More than 150 people, including constructional engineers, architects and building and other expert witnesses attended the opening of the inquiry into Ronan Point disaster in east London last month.

Hugh Griffiths QC, recorder of Cambridge, is the chairman of the three-man tribunal invesigating the partial collapse of the “factory built” 22-storey tower block, which killed five people on 16 May.

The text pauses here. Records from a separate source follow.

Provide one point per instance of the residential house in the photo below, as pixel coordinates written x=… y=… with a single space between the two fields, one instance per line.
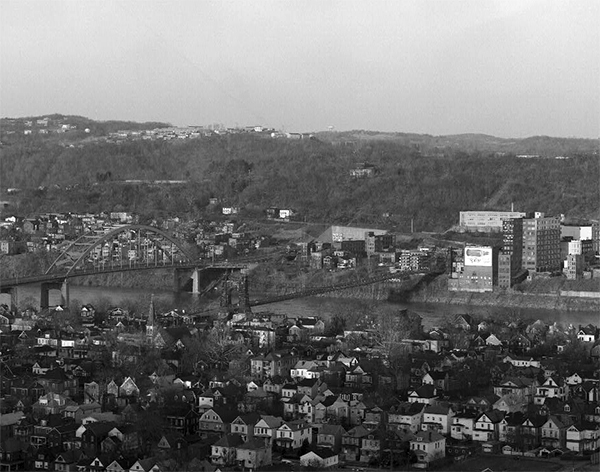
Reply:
x=438 y=418
x=486 y=426
x=273 y=364
x=181 y=418
x=145 y=465
x=428 y=446
x=439 y=379
x=330 y=437
x=320 y=459
x=406 y=416
x=78 y=412
x=587 y=334
x=352 y=443
x=244 y=425
x=93 y=436
x=67 y=461
x=463 y=424
x=224 y=451
x=291 y=435
x=554 y=433
x=128 y=437
x=424 y=394
x=520 y=387
x=552 y=387
x=583 y=437
x=531 y=432
x=372 y=446
x=253 y=454
x=216 y=421
x=266 y=428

Edward Evelyn, QC for the Treasury Solicitor, said expert evidence would show that the explosion was a gaseous one and not an intensive one of high explosive cause. One of the witnesses was Miss Ivy Hodge, 56, who was brought from Poplar Hospital to give evidence. Miss Hodge lived at flat No 90 where the initial explosion took place.

Miss Hodge said: “I was woken between 2.30am and 2.45am by a noise. It sounded like a drill. I had never heard that noise before. I am a pretty heavy sleeper. It was a continuous noise.”

She said that she went to the kitchen to put the kettle on. “I don’t remember hearing the noise then. If filled the kettle up and I don’t remember any more until I was on the floor.” Miss Hodge said that she had a keen sense of smell but at no time during the night or when she went to boil the kettle did she smell any gas. KF Goodfellow QC, counsel for Taylor Woodrow-Anglian Ltd, the constructors and their subsidiary, Phillips Consultants Ltd, said that the walls of the flat were not designed to withstand an explosion with that degree of violence. He said no other buildings were required under existing bylaws and regulations to withstand such severe pressure.

Walter Robinson, a driver of Borough Road, said a second explosion came about 20 seconds after the first. Another driver, Edward Latchford, also of Borough Road, said that after the first explosion the top of the block “crumbled like a pack of cards. Pieces came down. They just crumbled into one another. The whole wall was still there until the second explosion. Then the window came out and several seconds later the walls started to come away. The first bang was a high pitched noise. I put my hands over my ears because it made them ring.”

A former pipe fitter’s mate. Charles Pike, 49, of Thorne Close, Canning Town, said that he had visited Miss Hodge several times after installing a gas cooker at her flat and at no time smelled gas.

While Mr Pike was giving evidence a woman was led from the room in tears.

The gas cooker that had been recovered from Miss Hodge’s 18th floor flat was wheeled into the hearing and Mr Pike was recalled to explain in detail how he installed the cooker.